The war in Ukraine has scared some investors out of Europe, but Herro says that the continent has responded nimbly to a resulting energy crisis, and that companies have gotten more shareholder-friendly than even five years ago, judging in part by a surge in stock buybacks to multiyear highs. I asked Herro for his favorite stocks. Here are three.
Don’t confuse
Lloyds Banking Group
(LYG) with Lloyd’s of London. The latter is an insurance marketplace associated in America with sometimes dubious reports of celebrity body-part coverage—the singer Tom Jones has said he did not, as a tabloid paper once claimed, take out a £3.5 million policy on his chest hair. That particular Lloyd’s was founded in 1688 by Edward Lloyd, whose coffee shop had become a hangout for shippers needing cargo coverage. The Lloyds at issue here, on the other hand, was founded in 1765 by iron dealer Sampson Lloyd II, who teamed up with a Birmingham button maker to open the city’s first bank. Today, Lloyds Bank is one of the largest retail banks in Britain.
Herro likes that Lloyds Bank enjoys a solid reputation among depositors, which keeps it out of rate wars to attract funds, and leaves its net interest margin healthy. Valuations across the sector remain depressed from the days of near-zero interest rates. Lloyds’ shares trade below six times earnings, or at 65% of book value per share. The dividend yield is 6%. “This is a company that in the next five years should give back the equivalent of its market cap to the shareholder in the form of dividends and stock buybacks,” says Herro. Lloyds is his largest position.
Germany’s
Bayer
(BAYRY) started as a textile dye maker 160 years ago and moved into pain medicines. One of its first hits, over-the-counter heroin, has fallen out of regulatory favor. Another, aspirin, is still going strong. Consumer products are only 12% of company sales, and pharmaceuticals, 38%.
The remaining half of the money is made from crop science products, which got a big boost from a 2018 acquisition of Monsanto. But that deal has lost money for shareholders due to lawsuits alleging that Monsanto’s Roundup weedkiller causes cancer.

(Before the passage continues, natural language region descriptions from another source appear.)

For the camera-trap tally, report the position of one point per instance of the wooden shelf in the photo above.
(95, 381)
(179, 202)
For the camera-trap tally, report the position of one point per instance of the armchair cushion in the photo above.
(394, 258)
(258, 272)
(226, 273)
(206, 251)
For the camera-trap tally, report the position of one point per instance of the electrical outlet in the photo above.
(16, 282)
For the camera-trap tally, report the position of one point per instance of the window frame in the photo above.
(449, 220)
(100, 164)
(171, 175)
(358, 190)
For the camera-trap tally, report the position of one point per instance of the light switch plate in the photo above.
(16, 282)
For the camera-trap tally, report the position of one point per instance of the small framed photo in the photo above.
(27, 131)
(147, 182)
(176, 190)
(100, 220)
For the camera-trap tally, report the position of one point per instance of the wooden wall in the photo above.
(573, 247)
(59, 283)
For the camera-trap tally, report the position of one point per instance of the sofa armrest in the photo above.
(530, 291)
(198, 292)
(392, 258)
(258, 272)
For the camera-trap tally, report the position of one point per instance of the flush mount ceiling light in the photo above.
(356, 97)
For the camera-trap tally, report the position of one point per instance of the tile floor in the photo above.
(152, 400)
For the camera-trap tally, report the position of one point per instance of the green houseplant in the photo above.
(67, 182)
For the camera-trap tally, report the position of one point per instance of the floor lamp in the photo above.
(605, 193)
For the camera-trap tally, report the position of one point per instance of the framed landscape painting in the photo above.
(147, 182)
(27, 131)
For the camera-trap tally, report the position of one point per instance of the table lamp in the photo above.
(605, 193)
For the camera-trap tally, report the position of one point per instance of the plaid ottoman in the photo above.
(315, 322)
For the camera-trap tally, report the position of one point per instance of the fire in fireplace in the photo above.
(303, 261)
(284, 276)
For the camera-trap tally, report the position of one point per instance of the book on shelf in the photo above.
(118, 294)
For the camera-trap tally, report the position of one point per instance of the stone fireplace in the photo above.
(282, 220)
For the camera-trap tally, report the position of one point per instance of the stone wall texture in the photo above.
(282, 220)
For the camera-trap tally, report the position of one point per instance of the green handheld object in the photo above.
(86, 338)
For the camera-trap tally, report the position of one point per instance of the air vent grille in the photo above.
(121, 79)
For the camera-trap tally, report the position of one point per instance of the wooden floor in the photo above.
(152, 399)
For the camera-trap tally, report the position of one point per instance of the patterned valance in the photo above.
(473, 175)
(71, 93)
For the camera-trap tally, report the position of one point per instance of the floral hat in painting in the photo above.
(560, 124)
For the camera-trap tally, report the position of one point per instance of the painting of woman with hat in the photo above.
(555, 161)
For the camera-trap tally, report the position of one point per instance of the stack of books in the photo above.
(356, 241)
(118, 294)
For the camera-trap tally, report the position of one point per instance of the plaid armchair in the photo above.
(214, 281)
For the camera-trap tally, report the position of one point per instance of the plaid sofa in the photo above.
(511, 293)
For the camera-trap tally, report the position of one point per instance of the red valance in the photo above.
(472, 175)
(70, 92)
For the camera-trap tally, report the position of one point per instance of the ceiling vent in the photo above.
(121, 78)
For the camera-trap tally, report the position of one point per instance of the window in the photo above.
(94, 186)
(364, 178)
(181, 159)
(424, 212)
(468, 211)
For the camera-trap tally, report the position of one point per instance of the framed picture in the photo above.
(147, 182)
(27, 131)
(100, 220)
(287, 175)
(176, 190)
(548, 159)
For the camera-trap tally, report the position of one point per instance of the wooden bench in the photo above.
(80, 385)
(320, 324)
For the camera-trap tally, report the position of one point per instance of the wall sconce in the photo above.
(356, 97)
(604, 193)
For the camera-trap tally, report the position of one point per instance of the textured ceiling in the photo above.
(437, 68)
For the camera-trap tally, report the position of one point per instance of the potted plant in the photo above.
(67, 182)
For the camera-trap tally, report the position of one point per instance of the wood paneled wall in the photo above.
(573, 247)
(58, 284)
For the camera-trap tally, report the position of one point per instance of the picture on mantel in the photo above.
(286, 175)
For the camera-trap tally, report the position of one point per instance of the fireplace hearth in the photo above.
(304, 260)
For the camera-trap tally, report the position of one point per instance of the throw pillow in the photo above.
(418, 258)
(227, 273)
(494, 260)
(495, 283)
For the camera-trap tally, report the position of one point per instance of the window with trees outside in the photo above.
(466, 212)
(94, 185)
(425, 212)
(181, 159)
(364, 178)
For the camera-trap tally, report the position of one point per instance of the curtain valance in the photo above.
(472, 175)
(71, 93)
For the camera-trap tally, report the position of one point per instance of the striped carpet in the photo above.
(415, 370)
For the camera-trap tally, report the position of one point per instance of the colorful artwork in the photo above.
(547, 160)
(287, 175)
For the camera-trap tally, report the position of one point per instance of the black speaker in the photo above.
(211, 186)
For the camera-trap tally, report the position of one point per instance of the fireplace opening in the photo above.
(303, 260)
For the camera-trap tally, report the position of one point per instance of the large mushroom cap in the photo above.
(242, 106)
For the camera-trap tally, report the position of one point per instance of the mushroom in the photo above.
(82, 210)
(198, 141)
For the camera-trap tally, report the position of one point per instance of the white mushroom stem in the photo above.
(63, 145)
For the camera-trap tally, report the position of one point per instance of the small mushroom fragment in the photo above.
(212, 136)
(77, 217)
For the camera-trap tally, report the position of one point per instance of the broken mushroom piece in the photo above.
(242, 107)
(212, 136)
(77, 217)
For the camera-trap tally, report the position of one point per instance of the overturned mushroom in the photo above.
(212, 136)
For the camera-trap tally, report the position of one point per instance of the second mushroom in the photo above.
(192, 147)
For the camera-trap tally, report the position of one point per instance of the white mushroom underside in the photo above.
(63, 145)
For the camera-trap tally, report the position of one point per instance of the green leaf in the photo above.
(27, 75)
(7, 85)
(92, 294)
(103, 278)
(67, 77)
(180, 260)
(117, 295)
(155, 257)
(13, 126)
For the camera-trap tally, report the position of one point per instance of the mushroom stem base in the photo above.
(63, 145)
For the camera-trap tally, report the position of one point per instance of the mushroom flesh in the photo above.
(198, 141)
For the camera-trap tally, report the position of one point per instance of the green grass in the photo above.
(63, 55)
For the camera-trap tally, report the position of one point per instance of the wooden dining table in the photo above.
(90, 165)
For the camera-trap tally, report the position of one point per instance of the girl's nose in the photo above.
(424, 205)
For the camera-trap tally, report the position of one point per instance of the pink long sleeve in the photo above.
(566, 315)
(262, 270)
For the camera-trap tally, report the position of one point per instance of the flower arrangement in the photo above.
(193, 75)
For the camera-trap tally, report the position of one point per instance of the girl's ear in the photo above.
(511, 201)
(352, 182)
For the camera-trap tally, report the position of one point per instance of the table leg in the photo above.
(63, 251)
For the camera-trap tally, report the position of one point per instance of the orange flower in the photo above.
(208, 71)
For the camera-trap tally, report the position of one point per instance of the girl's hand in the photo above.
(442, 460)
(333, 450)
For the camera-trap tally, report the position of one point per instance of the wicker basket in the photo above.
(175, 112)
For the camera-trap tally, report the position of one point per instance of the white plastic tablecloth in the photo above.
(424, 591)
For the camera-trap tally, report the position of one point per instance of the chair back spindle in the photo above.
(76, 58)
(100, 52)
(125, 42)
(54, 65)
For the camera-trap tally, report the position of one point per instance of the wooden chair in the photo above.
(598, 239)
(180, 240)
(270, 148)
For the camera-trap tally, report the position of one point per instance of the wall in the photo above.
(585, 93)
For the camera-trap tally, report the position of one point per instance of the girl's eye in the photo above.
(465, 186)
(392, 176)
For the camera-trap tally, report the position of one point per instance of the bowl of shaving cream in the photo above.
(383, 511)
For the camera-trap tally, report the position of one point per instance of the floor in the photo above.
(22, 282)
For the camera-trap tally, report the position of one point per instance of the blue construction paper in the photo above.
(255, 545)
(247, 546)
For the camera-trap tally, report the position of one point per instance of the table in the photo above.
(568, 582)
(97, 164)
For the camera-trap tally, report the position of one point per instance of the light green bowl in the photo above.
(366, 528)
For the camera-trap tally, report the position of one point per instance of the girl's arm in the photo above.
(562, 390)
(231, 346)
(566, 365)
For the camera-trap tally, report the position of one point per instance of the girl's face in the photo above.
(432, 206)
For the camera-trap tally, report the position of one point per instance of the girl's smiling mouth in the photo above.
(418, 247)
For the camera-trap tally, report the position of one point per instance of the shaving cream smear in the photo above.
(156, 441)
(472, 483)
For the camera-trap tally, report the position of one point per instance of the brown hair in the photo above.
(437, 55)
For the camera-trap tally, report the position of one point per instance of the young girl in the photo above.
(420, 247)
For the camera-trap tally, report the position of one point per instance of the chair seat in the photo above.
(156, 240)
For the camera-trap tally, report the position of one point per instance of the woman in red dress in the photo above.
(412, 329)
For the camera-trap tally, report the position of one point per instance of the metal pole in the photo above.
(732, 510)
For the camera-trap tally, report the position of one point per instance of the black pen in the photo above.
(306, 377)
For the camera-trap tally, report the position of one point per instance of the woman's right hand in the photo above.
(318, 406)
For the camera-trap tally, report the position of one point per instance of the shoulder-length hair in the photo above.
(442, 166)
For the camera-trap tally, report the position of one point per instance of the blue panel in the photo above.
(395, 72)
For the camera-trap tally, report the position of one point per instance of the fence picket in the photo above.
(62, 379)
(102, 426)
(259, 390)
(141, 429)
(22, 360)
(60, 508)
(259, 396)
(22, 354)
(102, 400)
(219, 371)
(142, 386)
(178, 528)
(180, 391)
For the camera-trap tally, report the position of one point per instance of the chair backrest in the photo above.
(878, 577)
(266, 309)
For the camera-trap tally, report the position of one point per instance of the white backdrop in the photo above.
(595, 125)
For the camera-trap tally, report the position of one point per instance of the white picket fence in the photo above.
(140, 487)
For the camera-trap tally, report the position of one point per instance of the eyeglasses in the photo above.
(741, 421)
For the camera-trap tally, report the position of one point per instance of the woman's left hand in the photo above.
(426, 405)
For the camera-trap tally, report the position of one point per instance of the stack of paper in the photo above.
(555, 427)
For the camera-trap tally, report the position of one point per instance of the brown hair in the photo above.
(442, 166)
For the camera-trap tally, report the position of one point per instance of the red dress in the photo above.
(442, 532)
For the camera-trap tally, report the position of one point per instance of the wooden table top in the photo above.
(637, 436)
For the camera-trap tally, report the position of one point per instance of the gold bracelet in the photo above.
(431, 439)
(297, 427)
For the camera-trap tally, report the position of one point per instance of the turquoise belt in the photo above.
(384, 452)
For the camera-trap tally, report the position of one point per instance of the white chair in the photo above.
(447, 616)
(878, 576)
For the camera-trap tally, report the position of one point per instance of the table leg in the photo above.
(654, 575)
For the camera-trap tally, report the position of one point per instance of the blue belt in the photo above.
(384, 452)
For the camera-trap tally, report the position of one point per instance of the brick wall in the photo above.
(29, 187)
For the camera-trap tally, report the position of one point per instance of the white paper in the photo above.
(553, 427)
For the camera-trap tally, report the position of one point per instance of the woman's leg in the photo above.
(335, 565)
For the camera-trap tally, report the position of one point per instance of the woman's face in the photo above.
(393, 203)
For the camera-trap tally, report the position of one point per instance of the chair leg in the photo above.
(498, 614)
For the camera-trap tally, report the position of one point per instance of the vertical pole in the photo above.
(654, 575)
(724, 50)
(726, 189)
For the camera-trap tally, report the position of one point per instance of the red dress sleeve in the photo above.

Bayer said last year that it had faced 154,000 claims and that 110,000 had been settled or dismissed. It has set aside $16 billion for remaining cases and says it will remove Roundup from shelves by year’s end. It had won nine straight cases until last month, when it lost three. Herro says the matter is “kind of in runoff.” Bayer has had a new CEO since June, American drug executive Bill Anderson, who promises a business shake-up and increased cash flow. “He’s just what the doctor ordered,” says Herro. Shares are 6.5 times earnings.
CNH Industrial
(CNHI) is the No. 2 tractor maker behind
Deere
(DE), and well positioned for a long-term tech push on farms. But the short term could be rocky. The stock tumbled 10.6% this past Wednesday after management lowered its sales forecast, citing a downturn in Brazil, and announced job cuts. U.S. farmer incomes are falling this year. CNH has been buying back stock, now at six times earnings, and plans a minor de-Europification of sorts by dropping its Italian stock listing, leaving only its U.S. one. Investors will need help making sense of a complicated back story. The company did a yearslong stretch as part of
Fiat,
the auto maker, lumped in with commercial trucks. But its name comes from Case and New Holland, well-known tractor brands that hail originally from Wisconsin and Pennsylvania.